I've moved on to a Tivo Premiere and am wanting to sell my old Tivo HD. I had previously upgraded it to a 1TB drive. Before unplugging it, I did a factory reset and pulled the plug after it was about to go through the guided setup. I've put the old factory drive back in and reset it as well. Someone is wanting to buy my old 1TB hard drive, but they want to use it in a Tivo Series 3, which I know is similar to the Tivo HD, but I wanted to make sure it will work. My questions are:

Can I simply pull a previously used hard drive and use it in another Tivo? (will it automatically recognize the new system?)

Can I use a Tivo HD hard drive in a Tivo Series 3? Is it basically plug and play?

Thanks in advance.


----------



## txporter (Sep 18, 2006)

aryndub said:


> Hi,
> 
> I've moved on to a Tivo Premiere and am wanting to sell my old Tivo HD. I had previously upgraded it to a 1TB drive. Before unplugging it, I did a factory reset and pulled the plug after it was about to go through the guided setup.
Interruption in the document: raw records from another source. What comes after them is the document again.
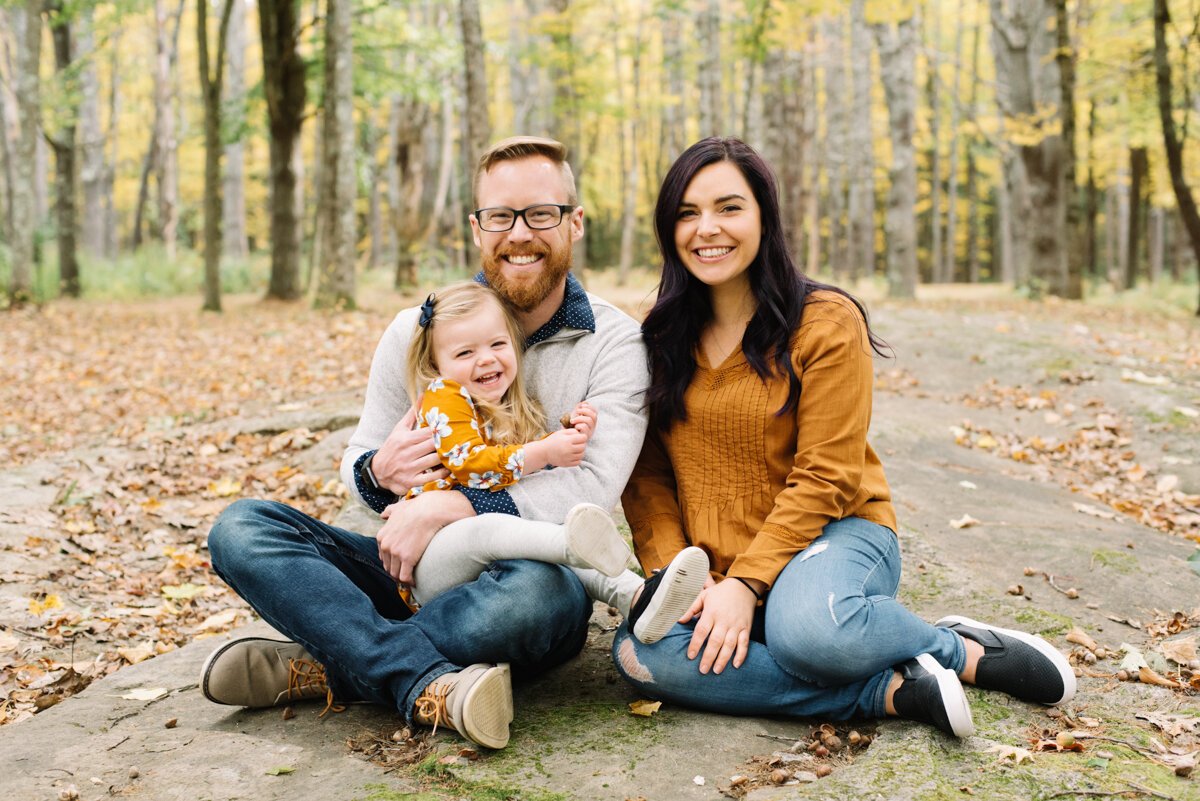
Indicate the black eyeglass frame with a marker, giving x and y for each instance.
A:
(520, 214)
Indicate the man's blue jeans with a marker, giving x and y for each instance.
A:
(823, 645)
(325, 588)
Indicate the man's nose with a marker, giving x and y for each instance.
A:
(520, 230)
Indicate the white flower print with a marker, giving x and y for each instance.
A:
(457, 455)
(439, 423)
(516, 464)
(485, 481)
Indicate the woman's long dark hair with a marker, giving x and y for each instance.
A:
(684, 307)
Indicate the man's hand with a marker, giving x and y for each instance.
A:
(411, 524)
(726, 613)
(564, 447)
(407, 458)
(583, 419)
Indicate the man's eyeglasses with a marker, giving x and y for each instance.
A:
(540, 217)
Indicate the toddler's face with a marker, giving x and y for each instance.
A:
(478, 353)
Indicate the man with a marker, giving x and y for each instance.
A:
(334, 592)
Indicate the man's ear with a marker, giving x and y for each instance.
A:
(577, 223)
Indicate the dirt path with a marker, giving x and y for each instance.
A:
(1069, 435)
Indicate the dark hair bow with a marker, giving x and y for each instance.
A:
(427, 311)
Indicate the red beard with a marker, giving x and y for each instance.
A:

I've put the old factory drive back in and reset it as well. Someone is wanting to buy my old 1TB hard drive, but they want to use it in a Tivo Series 3, which I know is similar to the Tivo HD, but I wanted to make sure it will work. My questions are:
> 
> ...


The drive can be used in a Series3 but it will not be plug and play. They will need either an image from a Series3 or an InstaCake for a Series3. If they had a TivoHD unit, it would work but they would be required to do a Clear and Delete all.


----------



## calstudios (Jul 16, 2008)

txporter said:


> The drive can be used in a Series3 but it will not be plug and play. They will need either an image from a Series3 or an InstaCake for a Series3. If they had a TivoHD unit, it would work but they would be required to do a Clear and Delete all.


So if I buy a Tivo HD off ebay, can I move the upgraded 1TB drive from my current THD to the new THD? I understand that I could/would lose my content, but would the drive be recognized?


----------



## unitron (Apr 28, 2006)

calstudios said:


> So if I buy a Tivo HD off ebay, can I move the upgraded 1TB drive from my current THD to the new THD? I understand that I could/would lose my content, but would the drive be recognized?


Is your current HD dead or dying?

If not, you can use Tivo Desktop to backup your shows to a (very large) partition on your computer (or possibly an external drive connected to the computer, I haven't gotten that far in my experiments yet).

When you take a drive out of particular model TiVo and put it into another of the same model, you'll probably get an "error 51" or at least a complaining screen.

You'll have to do a "clear everything" so it can marry itself to the new motherboard, and then you'll have to run guided setup again.


----------